HOUSTON, Texas (KTRK) -- A rift between reporting from the city of Houston's top financial official, appointed by the mayor, and the city's top elected finance official continues to grow.

City Finance Director Melissa Dubowski and City Controller Chris Hollins offered up their routine financial report in front of city council on Wednesday. However, the numbers they've provided in such reports have grown increasingly different in recent weeks.

The city controller's office is now projecting an ending fund balance, essentially the city's savings account, for this fiscal year to be approximately $117 million below the projection the finance department is offering.

The difference can almost entirely be chalked up to how a $100 million payout for a street and drainage lawsuit is being interpreted.

Regardless, several officials expressed concern Wednesday about how low the fund balance is and if the controller's office, which is tasked with conducting audits, is doing enough.

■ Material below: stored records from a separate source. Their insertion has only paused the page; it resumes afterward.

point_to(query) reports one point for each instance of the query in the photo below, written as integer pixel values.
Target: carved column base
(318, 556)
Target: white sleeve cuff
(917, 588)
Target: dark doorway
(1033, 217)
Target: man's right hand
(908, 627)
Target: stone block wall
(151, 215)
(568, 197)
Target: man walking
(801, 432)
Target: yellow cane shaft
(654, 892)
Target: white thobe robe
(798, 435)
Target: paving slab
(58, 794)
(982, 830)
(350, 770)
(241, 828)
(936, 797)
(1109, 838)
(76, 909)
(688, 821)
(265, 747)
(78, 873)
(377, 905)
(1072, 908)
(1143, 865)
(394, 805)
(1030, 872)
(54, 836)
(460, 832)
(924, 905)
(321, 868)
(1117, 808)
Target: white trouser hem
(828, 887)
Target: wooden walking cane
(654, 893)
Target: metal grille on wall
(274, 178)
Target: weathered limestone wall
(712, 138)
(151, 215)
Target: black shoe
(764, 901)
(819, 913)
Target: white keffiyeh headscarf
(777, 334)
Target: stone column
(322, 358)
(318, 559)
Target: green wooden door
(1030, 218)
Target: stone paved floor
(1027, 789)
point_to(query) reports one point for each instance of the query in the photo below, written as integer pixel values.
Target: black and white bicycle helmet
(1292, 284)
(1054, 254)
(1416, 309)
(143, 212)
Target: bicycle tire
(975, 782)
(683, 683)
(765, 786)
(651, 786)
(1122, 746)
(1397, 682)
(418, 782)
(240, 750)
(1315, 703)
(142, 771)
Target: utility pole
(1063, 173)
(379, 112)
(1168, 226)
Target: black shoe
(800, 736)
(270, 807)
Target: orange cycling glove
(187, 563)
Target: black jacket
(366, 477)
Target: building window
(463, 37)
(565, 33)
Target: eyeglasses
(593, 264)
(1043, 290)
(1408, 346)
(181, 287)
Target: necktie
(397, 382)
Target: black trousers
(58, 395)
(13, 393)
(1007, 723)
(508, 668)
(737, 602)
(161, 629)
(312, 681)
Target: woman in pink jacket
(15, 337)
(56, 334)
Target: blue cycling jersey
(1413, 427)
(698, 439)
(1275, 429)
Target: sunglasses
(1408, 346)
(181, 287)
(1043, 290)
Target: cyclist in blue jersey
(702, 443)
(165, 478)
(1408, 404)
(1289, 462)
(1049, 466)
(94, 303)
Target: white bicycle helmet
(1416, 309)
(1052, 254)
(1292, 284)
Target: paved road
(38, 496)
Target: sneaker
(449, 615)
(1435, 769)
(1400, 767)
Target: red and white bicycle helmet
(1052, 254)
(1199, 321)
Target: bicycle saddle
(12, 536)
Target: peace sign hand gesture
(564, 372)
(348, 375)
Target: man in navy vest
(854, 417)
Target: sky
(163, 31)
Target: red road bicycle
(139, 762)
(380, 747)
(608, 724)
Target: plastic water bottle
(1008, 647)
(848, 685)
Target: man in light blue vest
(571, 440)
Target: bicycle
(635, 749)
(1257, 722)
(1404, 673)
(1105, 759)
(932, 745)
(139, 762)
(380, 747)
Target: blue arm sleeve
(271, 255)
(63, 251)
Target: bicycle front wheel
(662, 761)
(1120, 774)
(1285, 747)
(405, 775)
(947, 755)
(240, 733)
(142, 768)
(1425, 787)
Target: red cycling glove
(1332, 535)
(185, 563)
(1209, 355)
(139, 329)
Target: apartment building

Two council members pressed Hollins on how many audits his office has conducted to date this fiscal year.

"I don't have that number right now. I know the past figures, and I could very quickly get you that number," Hollins told at-large position 1 council member Julian Ramirez.

Records reviewed by ABC13 show the controller's office completed one official audit this fiscal year. Hollins attributes the unusually low figure to short-staffing. He said even if his office were fully staffed, staffing would remain insufficient.

"Fully staffed at 17 (auditors) we are still the lowest-staffed audit division in the state of Texas among the top five cities," Hollins said.

Responding to mounting pressure from the council, the controller's office put out a plan late last week outlining 37 audits they would like to do.

On Wednesday, some council members expressed skepticism regarding the plan's lack of a timeline.